I couldn’t stand being inside, because I felt caged. Television hurt my eyes; dinner table conversation was a foreign language. Even just walking into the bathroom in the house and smelling the combined confection of shampoo and soap and deodorant made me so dizzy I had to lean against the wall. I had been in a world where there were four or five basic smells. I had reached a sensory awareness where, when the alpha began to stir in her den, thirty yards away, I knew it, simply because her stretch sent a small puff of clay earth from the underground den through its narrow opening, and that smell was like a red flag among the others of urine, pine, snow, wolf.

I couldn’t go outside, either, because when I walked down the street other people’s dogs began to bark in their houses or, if they were in the yard, run to confront me. I remember passing a woman riding a horse, which shied and whinnied when it spotted me. Even though I was clean-shaven now and had scrubbed two years of dirt off my skin, I still exuded something raw and natural and predatory. (To this day, I have to walk a twenty-five- yard detour around a horse before it will pass.) You can take the man out of the wild, but you can’t take the wild out of the man.

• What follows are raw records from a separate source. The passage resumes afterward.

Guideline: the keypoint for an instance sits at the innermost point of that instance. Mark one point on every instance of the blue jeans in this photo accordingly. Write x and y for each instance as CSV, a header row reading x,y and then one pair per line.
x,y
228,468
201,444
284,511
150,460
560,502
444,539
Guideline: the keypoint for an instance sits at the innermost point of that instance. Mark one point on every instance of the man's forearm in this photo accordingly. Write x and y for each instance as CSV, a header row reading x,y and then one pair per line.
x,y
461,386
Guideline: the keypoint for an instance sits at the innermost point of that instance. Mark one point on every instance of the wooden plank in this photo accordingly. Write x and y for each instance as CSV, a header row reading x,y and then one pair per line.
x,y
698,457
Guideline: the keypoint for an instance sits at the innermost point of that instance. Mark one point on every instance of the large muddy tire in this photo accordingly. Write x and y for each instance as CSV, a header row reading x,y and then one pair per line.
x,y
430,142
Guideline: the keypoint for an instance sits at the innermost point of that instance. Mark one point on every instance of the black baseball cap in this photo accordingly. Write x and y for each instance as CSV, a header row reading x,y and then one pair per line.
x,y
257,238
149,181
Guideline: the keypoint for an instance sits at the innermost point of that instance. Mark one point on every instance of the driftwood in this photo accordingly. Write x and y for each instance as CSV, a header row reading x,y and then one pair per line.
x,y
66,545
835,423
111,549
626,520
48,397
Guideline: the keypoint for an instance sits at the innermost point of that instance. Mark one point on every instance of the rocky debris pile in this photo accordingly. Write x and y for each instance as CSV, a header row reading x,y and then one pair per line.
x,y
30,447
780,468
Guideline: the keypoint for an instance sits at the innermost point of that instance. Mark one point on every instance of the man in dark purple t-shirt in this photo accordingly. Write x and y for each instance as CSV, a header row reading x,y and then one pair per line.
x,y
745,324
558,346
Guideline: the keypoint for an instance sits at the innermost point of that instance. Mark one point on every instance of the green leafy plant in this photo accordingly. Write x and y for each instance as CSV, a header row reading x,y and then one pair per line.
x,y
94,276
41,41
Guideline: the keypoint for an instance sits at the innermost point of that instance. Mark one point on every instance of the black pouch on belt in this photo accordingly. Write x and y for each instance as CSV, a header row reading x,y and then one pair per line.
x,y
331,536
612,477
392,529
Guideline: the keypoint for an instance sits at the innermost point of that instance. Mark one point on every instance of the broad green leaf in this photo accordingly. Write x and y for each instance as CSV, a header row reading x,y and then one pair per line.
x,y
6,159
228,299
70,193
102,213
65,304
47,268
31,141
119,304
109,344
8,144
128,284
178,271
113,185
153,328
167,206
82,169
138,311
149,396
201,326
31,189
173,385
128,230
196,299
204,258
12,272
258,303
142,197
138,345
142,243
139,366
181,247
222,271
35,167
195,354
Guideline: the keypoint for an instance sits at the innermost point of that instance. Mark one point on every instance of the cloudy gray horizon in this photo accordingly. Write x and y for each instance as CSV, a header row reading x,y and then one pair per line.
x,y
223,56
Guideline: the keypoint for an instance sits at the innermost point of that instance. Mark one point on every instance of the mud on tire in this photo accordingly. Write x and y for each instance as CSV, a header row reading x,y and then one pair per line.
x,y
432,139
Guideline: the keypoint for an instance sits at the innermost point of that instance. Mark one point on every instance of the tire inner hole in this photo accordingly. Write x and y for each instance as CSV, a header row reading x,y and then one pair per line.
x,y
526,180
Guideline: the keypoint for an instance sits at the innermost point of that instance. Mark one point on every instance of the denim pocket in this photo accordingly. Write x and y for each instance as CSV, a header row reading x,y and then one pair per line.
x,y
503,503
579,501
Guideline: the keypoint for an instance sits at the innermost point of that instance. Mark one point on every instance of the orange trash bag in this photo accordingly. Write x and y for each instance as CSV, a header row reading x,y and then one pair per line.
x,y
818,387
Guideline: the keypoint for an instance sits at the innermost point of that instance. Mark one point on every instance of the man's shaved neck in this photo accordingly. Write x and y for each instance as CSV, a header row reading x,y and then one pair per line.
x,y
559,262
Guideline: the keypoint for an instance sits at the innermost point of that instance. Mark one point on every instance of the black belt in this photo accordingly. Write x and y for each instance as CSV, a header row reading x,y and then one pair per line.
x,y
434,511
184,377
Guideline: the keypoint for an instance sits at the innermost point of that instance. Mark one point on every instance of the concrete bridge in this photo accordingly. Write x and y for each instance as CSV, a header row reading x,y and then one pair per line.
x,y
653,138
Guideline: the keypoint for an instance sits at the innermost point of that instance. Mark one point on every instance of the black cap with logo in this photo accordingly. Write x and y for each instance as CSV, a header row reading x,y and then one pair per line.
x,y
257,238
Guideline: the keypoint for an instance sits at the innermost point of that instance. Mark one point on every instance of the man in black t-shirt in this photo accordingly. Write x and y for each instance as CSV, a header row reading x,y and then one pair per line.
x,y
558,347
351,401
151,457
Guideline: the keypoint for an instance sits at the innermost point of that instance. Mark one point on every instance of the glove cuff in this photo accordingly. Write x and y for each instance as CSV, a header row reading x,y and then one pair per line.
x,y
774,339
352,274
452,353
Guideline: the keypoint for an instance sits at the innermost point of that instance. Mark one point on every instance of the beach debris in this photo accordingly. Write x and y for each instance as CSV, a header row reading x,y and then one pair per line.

So it made sense that the only place I really felt at home was at Redmond’s, in the wolf enclosures. I asked Georgie to drive me over there-I still wasn’t really ready to drive. The animal caretakers there treated me as if I were the Second Coming, but they weren’t the ones I wanted to see. Instead, with a relief that came close to a total breakdown, I let myself into the pen with Wazoli, Sikwla, and Kladen.

Kladen, the beta, came at me first. When I instinctively ducked and turned my head away from him-acknowledging his dominance-he greeted me by licking all around my face. I realized how easily this nonverbal conversation came to me-so much easier, in fact, than the stilted one I’d had with Georgie on the way over here, about whether or not I’d thought about the future and what I was going to do next. I also realized how much more fluent I’d gotten in the language of the wolf. Things that I had once had to think about while in enclosures with wolves now were a natural response. When Sikwla, the tester wolf, nipped at me, a throaty growl rumbled out of me. When finally, the wary Wazoli-the alpha-approached, I lay down and rolled to offer her my throat and my trust. Best of all, mucking about in the dirt like this, I started to smell like me again, instead of like Head & Shoulders and Dove soap. My hair tie got lost in our play, and my hair, which I’d cut to my shoulders, fanned over my back and became matted with mud.

These wolves were softer around the edges than my brothers and sisters in Quebec. They were still wild animals, and they still had wild animal instincts, but simply by definition a captive wolf’s life is not as violent as a wild wolf’s life. This would again require an adjustment for me, as I remembered that my role here was not just as a pack member but as a teacher: offering these wolves an enrichment program to make them learn what they were missing by being contained in this wire fencing.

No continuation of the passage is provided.